Thursday, March 14, 2013

Chapter 2, 49: Sweet with Tea

Technically, you should drink tea with your meal to aid digestion, and not just afterwards, with the fortune cookie. Usually, though, I have milk with Chinese food, because I'm a silly Westerner.



Chapter 2, 49: Sweet with Tea


“Switch it up, now, guys!” Chris spat the words, hoping that his team was still reading his mind.

They were. A forest green ripple spread from Eve to Fang in an instant as Kumi’s vines switched their target. Meanwhile, a Goblin Snare flew through the air, catching Eve just as she was lifting her shield and pinning her to the ground again.
“Impressive,” Chris said.

“Yeah, thanks,” Kumi answered. “I’ve been dropping juice in that entangle for five minutes now. Hella waste to use it on the ginger ‘stead of the Big Bad. The sabretooth is the Big Bad, right?”

“’Sure. Hella?’”

“It’s what all the cool kids are saying now,” Bruce McNeely explained. “Not that you’d know, on account of being old and stuff.”

“Sweet Sixteen and on the downhill slide.” the background, noise was rising. Chris didn’t think it had anything to do with him, but Bruce would probably know what was going on. “What’s going on back there?”

Bruce took a look over his shoulder. “Well, the Tokyo Super Squad was going to lure in someone’s stalker.

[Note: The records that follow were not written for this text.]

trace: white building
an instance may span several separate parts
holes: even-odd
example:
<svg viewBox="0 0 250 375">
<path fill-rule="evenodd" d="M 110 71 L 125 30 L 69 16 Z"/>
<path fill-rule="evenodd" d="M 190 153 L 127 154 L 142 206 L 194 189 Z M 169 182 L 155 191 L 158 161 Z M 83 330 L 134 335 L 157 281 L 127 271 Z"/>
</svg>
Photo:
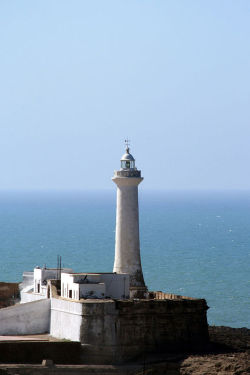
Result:
<svg viewBox="0 0 250 375">
<path fill-rule="evenodd" d="M 127 299 L 129 275 L 115 273 L 62 273 L 61 297 Z"/>
</svg>

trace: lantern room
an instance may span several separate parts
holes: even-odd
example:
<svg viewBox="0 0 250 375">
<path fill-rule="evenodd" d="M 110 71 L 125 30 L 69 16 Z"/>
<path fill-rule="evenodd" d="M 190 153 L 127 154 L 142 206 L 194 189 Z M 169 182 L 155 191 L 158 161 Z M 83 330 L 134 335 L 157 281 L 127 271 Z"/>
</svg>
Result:
<svg viewBox="0 0 250 375">
<path fill-rule="evenodd" d="M 126 148 L 126 153 L 121 158 L 122 169 L 135 169 L 135 159 L 129 152 L 129 147 Z"/>
</svg>

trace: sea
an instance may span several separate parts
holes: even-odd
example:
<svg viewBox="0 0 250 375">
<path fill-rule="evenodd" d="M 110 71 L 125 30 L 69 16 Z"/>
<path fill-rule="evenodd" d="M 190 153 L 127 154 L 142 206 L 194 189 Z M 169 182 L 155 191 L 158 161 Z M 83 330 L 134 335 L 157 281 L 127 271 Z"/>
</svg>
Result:
<svg viewBox="0 0 250 375">
<path fill-rule="evenodd" d="M 210 325 L 250 328 L 250 192 L 140 191 L 149 290 L 205 298 Z M 0 281 L 35 266 L 110 272 L 115 191 L 1 192 Z"/>
</svg>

A vampire in power armour, so kinda cool.”

“No, no it’s not,” Kumi said. “Things that also things went out with that movie with the bear cavalry, and vampires are totally 2010. And?”

“Super Division is pulling the same stunt, only with an infiltrator. He’s a Yin Wu agent, so we’re supposed to stay away. Tiger Squad is just on about some Riverdale thing. I think. I can’t wait to be a teenager. So much drama.” Bruce’s voice dripped with sarcasm, and Chris looked at him sideways in pure skepticism, just a bit of the attention that he was devoting to the sabretooth, which was sounding almost under its breath, halfway between growl and purr, like a cat deciding that it was going to take a swipe at you for petting it too much. Bruce blushed. Yeah, Chris thought, too late to deny you like my sister now. The grandson of “the World’s Best Detective”  (one of twelve) continued, “So, uhm, what’s the thing with Fang?”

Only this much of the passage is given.